Amanda haussa un sourcil avec un sourire moqueur.

- Aussi "nulle" qu’en magie ? lança-t-elle, l’air espiègle. Parce qu’à force de t’entendre répéter ça, on pourrait croire que tu parles de quelqu’un d’autre.

Marlène roula des yeux, mais son sourire trahissait son amusement. Julie se pencha vers elle, son ton baissant d’un cran.

- D'ailleurs, tu sais, ton utilisation de la magie intra commence à attirer les regards, murmura Julie.

- Je ne vois pas pourquoi, répliqua Marlène, surprise.
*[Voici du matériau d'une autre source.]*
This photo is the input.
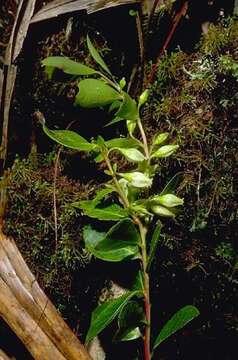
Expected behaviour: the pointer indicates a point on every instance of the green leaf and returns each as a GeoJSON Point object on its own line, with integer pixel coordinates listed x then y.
{"type": "Point", "coordinates": [130, 334]}
{"type": "Point", "coordinates": [112, 212]}
{"type": "Point", "coordinates": [95, 93]}
{"type": "Point", "coordinates": [128, 109]}
{"type": "Point", "coordinates": [96, 56]}
{"type": "Point", "coordinates": [154, 244]}
{"type": "Point", "coordinates": [91, 204]}
{"type": "Point", "coordinates": [104, 314]}
{"type": "Point", "coordinates": [172, 184]}
{"type": "Point", "coordinates": [165, 151]}
{"type": "Point", "coordinates": [69, 139]}
{"type": "Point", "coordinates": [115, 120]}
{"type": "Point", "coordinates": [133, 155]}
{"type": "Point", "coordinates": [177, 322]}
{"type": "Point", "coordinates": [114, 106]}
{"type": "Point", "coordinates": [119, 243]}
{"type": "Point", "coordinates": [68, 66]}
{"type": "Point", "coordinates": [122, 143]}
{"type": "Point", "coordinates": [160, 138]}
{"type": "Point", "coordinates": [139, 282]}
{"type": "Point", "coordinates": [100, 195]}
Les sons, c'est censé être facile.

- Ce n'est pas ce que tu fais mais la quantité d'énergie que ça te coûte qui attire l'attention, précisa Julie.
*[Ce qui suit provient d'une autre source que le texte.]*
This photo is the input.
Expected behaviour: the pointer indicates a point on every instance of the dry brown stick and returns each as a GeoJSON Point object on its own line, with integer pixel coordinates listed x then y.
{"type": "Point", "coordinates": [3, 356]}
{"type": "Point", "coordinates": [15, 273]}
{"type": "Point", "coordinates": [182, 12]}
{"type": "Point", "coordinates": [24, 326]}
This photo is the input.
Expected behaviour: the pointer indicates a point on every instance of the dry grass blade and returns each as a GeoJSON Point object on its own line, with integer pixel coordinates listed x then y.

Marlène fronça les sourcils, réfléchissant.

- J'en utilise davantage que les autres élèves ?

Julie secoua la tête.

- Non, au début, ça nous coûtait autant qu'à toi sauf que du coup, on devait s'arrêter au bout de quelques minutes, et aller méditer, avant de pouvoir recommencer. Toi, tu travailles sans relâche pendant deux heures et tu ne sembles pas vidée. C'est pour ça que tu arrives à rattraper ton retard.

Un éclair de compréhension traversa le visage de Marlène.

- Parce que j'ai davantage d'énergie.

Julie hocha la tête, lançant un regard furtif autour d’elle.

- Oui. Pour le moment, ils se contentent de regarder, mais si ça continue, ils voudront comprendre pourquoi.

Avant que Marlène puisse répondre, Amanda s’exclama :

- Ça y est ! Je crois que c'est bon.

Elle vérifia la correction et laissa échapper un rire satisfait.

- Oui ! J'ai réussi. Je passe à l'exercice suivant.

Marlène profita de l’occasion pour lui poser une question qui lui brûlait les lèvres.

- Amanda ?

L’adolescente releva la tête, attentive.

- Alors, c'est sûr ? Tu ne reviens pas après les vacances de Noël ?

Amanda acquiesça, un mélange de résignation et de détermination dans le regard.

- Oui, ça y est, l'inscription au collège non magique est confirmée. Il ne nous reste plus que trois semaines ensemble…

Marlène enlaça Amanda pour lui montrer son amitié et Amanda lui rendit volontiers son affection. Le classement de ses connaissances étant devenu automatique, Amanda avait obtenu son DM2. Elle maîtrisait la magie intra. Ne lui restait plus que les objets magiques et elle ne pouvait décemment pas y passer toutes ses journées alors elle travaillait aussi les matières non magiques, désireuse de ne pas redoubler.

Marlène resta un instant silencieuse, le poids de cette séparation imminente pesant sur elle. Amanda allait laisser un vide immense. Certes, Julie resterait, mais pour combien de temps ?

Elle chassa ces pensées sombres et s’efforça de sourire. Trois semaines, c’était encore du temps. Elle comptait bien en profiter au maximum.